With a few reservations from his wife, Tyman went to Commissioned Officer School (boot camp for lawyers, doctors, dentists and chaplains who have a minimum of a higher education degree) for four weeks. He was commissioned as an officer in 2000.

“It’s a mission field,” Tyman says. “I’m called to be a missionary to our men and women in the military. The main thing about a chaplain is to provide religious accommodations.”

As a reservist Air Force chaplain, Tyman has regular squadrons he visits. He holds Bible studies, religious classes, chapel services and funerals. In his military chaplaincy career, Tyman has witnessed 70 to 80 people become a part of the Seventh-day Adventist Church.

Tyman sees his chaplain work as his second congregation in addition to his home church of Washington's Tacoma Central Adventist Church. “I like both the civilian life and the military life,” he says. “I can fit in both worlds.” 

Tyman resonates with the Apostle Paul: “For though I am free from all men, I have made myself a servant to all that I might win the more… . Now this I do for the gospel’s sake, that I may be partakers of it with you” (1 Cor. 9:19, 23).

In the chaplaincy team at Joint Base Lewis-McChord, he serves along with two other Adventist chaplains in addition to chaplains of other faiths. Previously when seven Adventist chaplains were on the team, the chaplains discussed starting an Adventist chapel service. They ultimately decided instead to connect interested military families with nearby Adventist churches.

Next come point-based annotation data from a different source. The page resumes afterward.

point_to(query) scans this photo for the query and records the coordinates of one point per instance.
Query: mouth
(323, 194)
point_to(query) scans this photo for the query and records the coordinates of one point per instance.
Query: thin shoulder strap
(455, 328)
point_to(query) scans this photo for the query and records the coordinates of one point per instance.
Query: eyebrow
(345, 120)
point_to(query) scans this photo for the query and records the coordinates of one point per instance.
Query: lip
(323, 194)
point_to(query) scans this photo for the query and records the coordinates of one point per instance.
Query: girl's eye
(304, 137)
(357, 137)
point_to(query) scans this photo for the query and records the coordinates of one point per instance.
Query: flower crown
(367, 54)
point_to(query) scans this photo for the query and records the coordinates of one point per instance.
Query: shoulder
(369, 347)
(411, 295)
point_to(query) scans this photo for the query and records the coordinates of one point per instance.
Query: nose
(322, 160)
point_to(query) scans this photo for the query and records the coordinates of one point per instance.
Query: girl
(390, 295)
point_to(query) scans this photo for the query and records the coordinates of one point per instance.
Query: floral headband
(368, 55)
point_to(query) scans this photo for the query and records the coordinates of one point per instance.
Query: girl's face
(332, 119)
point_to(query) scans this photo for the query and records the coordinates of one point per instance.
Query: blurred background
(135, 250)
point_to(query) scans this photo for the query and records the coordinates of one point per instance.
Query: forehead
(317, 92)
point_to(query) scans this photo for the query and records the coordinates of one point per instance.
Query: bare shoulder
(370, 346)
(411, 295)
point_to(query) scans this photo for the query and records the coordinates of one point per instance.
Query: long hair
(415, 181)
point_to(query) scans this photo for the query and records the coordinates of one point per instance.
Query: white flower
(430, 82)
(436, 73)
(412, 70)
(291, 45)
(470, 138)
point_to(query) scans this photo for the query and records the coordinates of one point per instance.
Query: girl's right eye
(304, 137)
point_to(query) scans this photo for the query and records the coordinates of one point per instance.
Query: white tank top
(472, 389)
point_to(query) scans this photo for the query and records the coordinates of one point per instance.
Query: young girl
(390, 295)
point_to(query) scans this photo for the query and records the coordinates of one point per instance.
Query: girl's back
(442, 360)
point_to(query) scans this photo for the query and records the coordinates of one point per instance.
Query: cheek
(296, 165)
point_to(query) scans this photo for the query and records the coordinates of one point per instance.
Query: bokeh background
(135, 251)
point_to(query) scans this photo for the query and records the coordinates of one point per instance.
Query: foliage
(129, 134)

At Tyman’s promotion ceremony on Oct. 16, during which he received his silver oak leaf cluster, Tyman shared with 80 guests how he resonates particularly with the Air Force core value about “service before self.” 

“Why am I a chaplain? Because I believe in the principle of service before self,” Tyman says. “Everything we do should be thinking of others, not ourselves. Jesus’ entire life was thinking others and so should ours.”

Tyman says there are three best decisions in his life: “The best decision I made was when I became Seventh-day Adventist Christian. The second decision was when I married my wife, Evelyn, 28 years ago and we had our three children: Isaac, Anna and Joshua. Third decision: to become a military chaplain.”